Wiener told us that he wants to eliminate lengthy, sometimes unpredictable appeals. "The goal is to make sure we have a good CEQA process but also a more predictable process," he said. "Right now it's so chaotic and loose that we have unnecessary delays."

Aaron Peskin, a former supervisor and neighborhood activist, calls the proposed legislation "a developer's wet dream. It shuts off or makes impossible citizens' ability to participate in the environmental review process."

WHAT ARE THE ABUSES?

At issue is a critical part of city planning, mandated by state law and sharpened by years of court decisions. Before any project is approved, the city's environmental review officer (ERO) must either determine that the proposal "could not have a significant impact on the environment" or is exempt by law from CEQA review. If not — if in fact the proposal could have an impact — then the project sponsor has to pay for a full environmental impact report.

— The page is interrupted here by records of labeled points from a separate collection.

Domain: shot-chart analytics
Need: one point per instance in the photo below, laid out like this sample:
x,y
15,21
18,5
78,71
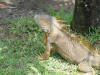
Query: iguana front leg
x,y
45,42
86,68
46,54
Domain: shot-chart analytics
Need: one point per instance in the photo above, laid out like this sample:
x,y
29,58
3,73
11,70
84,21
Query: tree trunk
x,y
86,14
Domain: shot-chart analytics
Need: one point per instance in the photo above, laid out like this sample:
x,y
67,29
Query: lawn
x,y
23,42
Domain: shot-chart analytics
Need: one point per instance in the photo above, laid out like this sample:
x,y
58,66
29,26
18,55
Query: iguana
x,y
68,45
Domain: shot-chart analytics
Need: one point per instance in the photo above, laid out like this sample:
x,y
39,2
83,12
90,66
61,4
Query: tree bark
x,y
86,14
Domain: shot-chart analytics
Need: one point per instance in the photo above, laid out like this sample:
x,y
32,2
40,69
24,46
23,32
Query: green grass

If any member of the public thinks that the ERO's decision is wrong — or believes that an EIR is inadequate — he or she can appeal to the Board of Supervisors. An appeal halts all work on the project until the supervisors resolve it.

If the board rejects the environmental review, it doesn't kill the project — planners just have to go back and write, or rewrite, an EIR.

On a practical basis, appeals are relatively rare — the city, Peskin told us, makes tens of thousands of CEQA determinations every year, and at most a couple dozen get appealed. "I don't understand what the abuses are," Peskin said.

But in some cases, opponents of a project file a CEQA appeal after they've lost at all the policy bodies — and that, Wiener argues, just slows things down. "If you're going to appeal, then appeal, but don't wait around," he said.

Wiener said his proposals would benefit not only private developers but also nonprofit affordable housing projects. "This will help prevent unnecessary challenges to affordable housing," he told us.

But Calvin Welch, a member of the Council of Community Housing Organizations who has been working to build affordable housing for more than 30 years, told us he doesn't see the problem. "CEQA never gets used to stop affordable housing," he said.